Whenever I fear myself a bore
I think of listening. I should,
I tell myself, do it more.
I know a man who can give
more attention to his meal
than a room, yet still listen.
He looks suspiciously like Ruskin.
He does not boast. Yet if he recollects
an anecdote illustrative of human folly
a mischievous gleam inflects
his milky blue eyes, trailed by a little grin.
The failure of outlandish ploys
especially delights him.
He sometimes speaks about the Bible
as though he knows it start to end. He does.
Though he is neither pious nor dour.
When I sit in his proximity I have a tendency
to chatter. Am I nervous or trying to amuse?
I am trying to set him off, in a friendly way.

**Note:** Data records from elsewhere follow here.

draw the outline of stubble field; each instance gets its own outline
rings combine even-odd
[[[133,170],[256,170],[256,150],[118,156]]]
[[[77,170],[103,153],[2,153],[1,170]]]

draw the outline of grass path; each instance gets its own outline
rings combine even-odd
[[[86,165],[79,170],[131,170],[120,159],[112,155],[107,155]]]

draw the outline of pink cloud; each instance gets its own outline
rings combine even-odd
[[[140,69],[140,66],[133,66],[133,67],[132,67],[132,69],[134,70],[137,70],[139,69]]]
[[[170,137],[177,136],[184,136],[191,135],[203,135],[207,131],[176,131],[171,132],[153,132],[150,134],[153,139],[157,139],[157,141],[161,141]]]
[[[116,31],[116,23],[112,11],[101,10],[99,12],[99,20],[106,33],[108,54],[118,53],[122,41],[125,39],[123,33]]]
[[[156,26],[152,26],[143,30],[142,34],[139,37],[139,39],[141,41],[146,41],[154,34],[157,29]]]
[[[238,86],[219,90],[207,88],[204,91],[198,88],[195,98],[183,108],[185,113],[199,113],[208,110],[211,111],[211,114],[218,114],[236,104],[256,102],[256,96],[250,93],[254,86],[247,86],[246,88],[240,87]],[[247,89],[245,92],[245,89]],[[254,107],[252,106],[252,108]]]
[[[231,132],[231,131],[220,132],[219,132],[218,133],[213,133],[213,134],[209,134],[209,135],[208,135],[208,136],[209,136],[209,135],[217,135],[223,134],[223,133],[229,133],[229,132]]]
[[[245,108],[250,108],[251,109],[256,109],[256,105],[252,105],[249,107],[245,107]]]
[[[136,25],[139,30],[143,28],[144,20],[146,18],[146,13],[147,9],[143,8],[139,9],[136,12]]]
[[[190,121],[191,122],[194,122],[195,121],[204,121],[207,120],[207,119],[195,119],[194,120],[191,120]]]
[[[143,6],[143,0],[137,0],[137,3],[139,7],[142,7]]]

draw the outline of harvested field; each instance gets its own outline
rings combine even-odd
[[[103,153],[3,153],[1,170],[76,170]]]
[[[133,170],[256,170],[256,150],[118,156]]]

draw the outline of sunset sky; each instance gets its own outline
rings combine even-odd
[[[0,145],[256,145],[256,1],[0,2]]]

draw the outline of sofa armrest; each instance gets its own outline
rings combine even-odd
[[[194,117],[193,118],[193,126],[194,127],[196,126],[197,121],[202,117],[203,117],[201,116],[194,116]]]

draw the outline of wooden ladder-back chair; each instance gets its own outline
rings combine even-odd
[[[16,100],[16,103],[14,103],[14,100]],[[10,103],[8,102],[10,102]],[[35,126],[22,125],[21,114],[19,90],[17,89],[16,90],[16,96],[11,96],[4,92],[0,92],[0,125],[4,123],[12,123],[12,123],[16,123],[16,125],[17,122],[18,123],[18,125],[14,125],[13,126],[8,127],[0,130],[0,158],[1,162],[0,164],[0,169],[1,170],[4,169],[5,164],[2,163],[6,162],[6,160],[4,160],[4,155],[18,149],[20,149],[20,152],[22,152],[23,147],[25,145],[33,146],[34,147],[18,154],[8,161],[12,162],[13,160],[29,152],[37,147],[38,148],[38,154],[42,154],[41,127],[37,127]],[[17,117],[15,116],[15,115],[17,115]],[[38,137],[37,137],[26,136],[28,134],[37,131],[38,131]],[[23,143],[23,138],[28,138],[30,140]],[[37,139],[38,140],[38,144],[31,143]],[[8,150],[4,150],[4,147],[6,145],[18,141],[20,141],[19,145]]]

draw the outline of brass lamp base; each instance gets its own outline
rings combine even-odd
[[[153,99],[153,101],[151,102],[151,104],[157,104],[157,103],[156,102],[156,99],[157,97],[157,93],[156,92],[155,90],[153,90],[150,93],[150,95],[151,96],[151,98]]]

To elicit the licit state of listening:
I seek the open sesame, the magic word
that will joggle the charmed book
from off the shelf of his memory.
I will not have heard of it. My naiveté,
ever on offer, raises the eyebrows
of my interlocutor. They are wiry and stiff.
He has given me gifts that bid me listen.
a ponderous boxed set of thickly cut
33 1/3 inch records, Bach’s St. Matthew Passion.
Books, countless books, all freakishly apt.
Sometimes, when he’s grumpy, I find
I fear his judgment, though toward me
he has always been well-mannered and kind.
His conspicuous love of women
Makes him a very poor curmudgeon.
He delights in odd stories. Tales that teeter
at the edge of incredible but nevertheless
are quite true. He likes to read bad meter,
and to share odd knowledge known by few.
He has his share in Adam’s curse, although
he does not seem to. A gift for surface levity
props up this masquerade. Without pretense
or martyrdom the pages blow by gently.
Listen, and you might hear them, chuckling.